【1】書式概要
この契約書は、タレントと芸能事務所やプロダクションとの間で結ばれる業務提携に関する包括的な合意書です。芸能界で活動するタレント、俳優、歌手、モデル、YouTuber、インフルエンサーなどが、マネジメント会社と正式な契約を結ぶ際に使用される重要な書式となっています。
エンターテイメント業界では、タレントの活動全般をサポートする事務所との間で明確な権利関係と義務を定めることが不可欠です。この契約書では、出演交渉から収入管理、著作権処理、スケジュール調整まで、タレント活動に必要な全ての業務範囲を網羅的に規定しています。特に改正民法に対応した内容となっており、現在の制度に適合した条項構成となっています。
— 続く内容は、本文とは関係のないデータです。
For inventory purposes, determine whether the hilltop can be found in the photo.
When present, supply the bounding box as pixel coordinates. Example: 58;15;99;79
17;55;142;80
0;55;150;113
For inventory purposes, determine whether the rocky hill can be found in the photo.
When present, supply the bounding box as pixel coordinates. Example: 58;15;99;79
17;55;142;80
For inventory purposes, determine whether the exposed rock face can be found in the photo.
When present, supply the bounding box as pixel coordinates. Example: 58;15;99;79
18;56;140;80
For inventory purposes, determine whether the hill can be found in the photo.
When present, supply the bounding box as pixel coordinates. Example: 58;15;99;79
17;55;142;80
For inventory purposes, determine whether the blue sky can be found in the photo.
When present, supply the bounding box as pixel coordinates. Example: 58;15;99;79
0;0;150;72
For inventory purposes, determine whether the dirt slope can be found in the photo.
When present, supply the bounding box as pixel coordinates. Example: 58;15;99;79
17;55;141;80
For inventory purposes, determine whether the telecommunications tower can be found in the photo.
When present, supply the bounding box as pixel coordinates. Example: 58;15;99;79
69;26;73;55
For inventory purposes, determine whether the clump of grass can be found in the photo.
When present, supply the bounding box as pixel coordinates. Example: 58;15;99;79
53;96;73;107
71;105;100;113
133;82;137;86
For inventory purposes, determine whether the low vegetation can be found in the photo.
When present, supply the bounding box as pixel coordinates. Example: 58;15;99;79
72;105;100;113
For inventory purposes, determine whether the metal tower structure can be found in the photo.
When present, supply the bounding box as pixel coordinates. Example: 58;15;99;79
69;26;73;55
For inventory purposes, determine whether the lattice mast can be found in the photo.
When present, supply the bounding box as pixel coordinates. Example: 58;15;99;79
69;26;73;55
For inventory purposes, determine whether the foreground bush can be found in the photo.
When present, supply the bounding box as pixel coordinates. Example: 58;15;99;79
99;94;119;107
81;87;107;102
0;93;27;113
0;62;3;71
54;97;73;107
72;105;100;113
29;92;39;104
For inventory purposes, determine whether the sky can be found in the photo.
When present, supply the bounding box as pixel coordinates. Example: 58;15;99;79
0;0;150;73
実際の使用場面としては、新人タレントがデビューする際の初回契約、既存タレントの契約更新時、事務所移籍に伴う新規契約締結、YouTuberやインフルエンサーがマネジメント会社と提携する場面などが想定されます。また、小規模な芸能事務所が新たにタレントとの契約を結ぶ際の基本書式としても活用できます。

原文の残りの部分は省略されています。